The state had said they would only be able to administer second dose shots through April 14, but now they’re saying both first and second doses will be available to eligible populations from Wednesday through April 7.
Incident Commander Carol Covey told 8 On Your Side starting Wednesday, they will have 2,000 doses at the Tampa Greyhound track dedicated to second doses. In additional, they will have 500 doses dedicated to first doses.
Covey says the state has been able to look at where the need is, and was able to allocate additional doses at the Tampa Greyhound Track because there is a need in the community for first doses.
“I think it’s mostly going to be helpful for the community out here,” Covey said. “That’s 500 people who can start that vaccination series and then start their three week period to get vaccinated and complete that process sooner.”
Satellite locations associated with the site will continue administering only second dose shots from Wednesday through April 14. The satellite sites will return to their original locations so that everyone who received their first dose at those locations can get their second doses.
FEMA leaders say those wanting to get their second dose will have to show proof they’ve received the first.

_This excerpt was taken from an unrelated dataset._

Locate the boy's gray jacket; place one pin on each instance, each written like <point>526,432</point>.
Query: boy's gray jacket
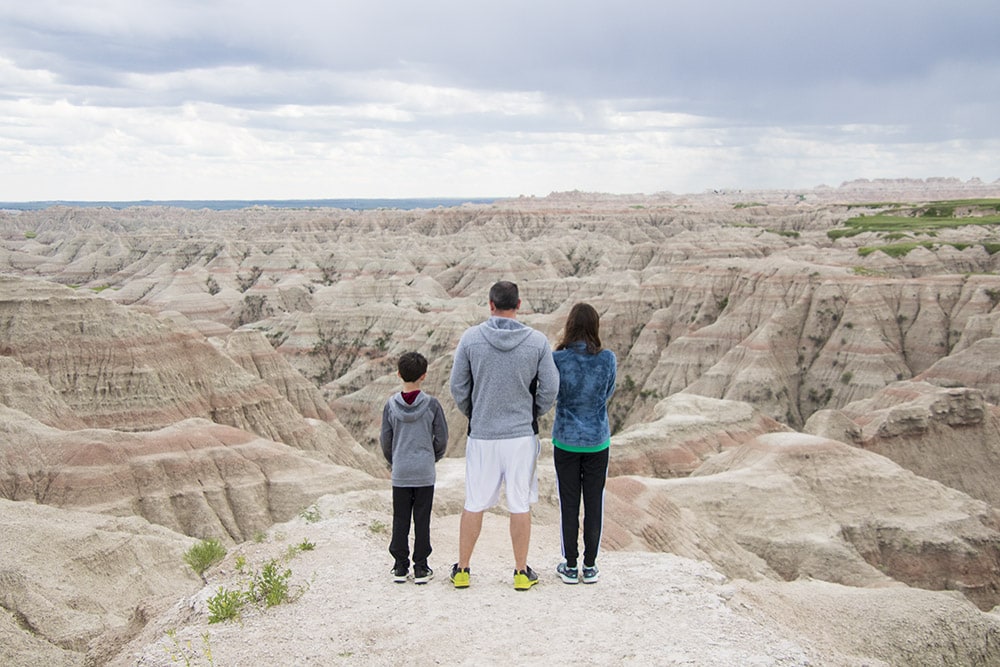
<point>414,437</point>
<point>503,378</point>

“If you are coming for your second dose, please make sure you bring your CDC card that tells your information about your first dose, bring your I.D. So we can verify who you are,” a FEMA spokeswoman said.
The state will offer the one-dose Johnson & Johnson vaccine from April 14 to April 28.
If you can’t get a shot at one of the FEMA locations, there are other options, including pharmacies, county and state run vaccinations sites.
The change comes as Florida opens vaccine eligibility to ages 50 and older.
“There’s so many people because they dropped the age group,” a woman named Kimberly told News Channel 8 after wheeling herself to the main FEMA site at Tampa’s Greyhound track Monday. “People want to get it and I’m so glad to see it.”
But by the time she arrived, around 6 p.m., the site had run out of its daily supply and Tampa police had already begun turning people away.
Covey told 8 On Your Side they did have an increase of patients coming through Monday, which they were expecting, and ultimately, they reached their allotment for the day early in the afternoon.
Fema was able to get additional allotment for Monday, so more than 3,600 people were able to vaccinated.
Kimberly told News Channel 8 she is still determined to protect herself against the virus and plans to return Tuesday morning.
“This way its coming down hill,” Kimberly said. “Going this way its gonna be a little harder but that’s ok because I want my vaccine and I want to feel safe again and I wanna be around my grandchildren.”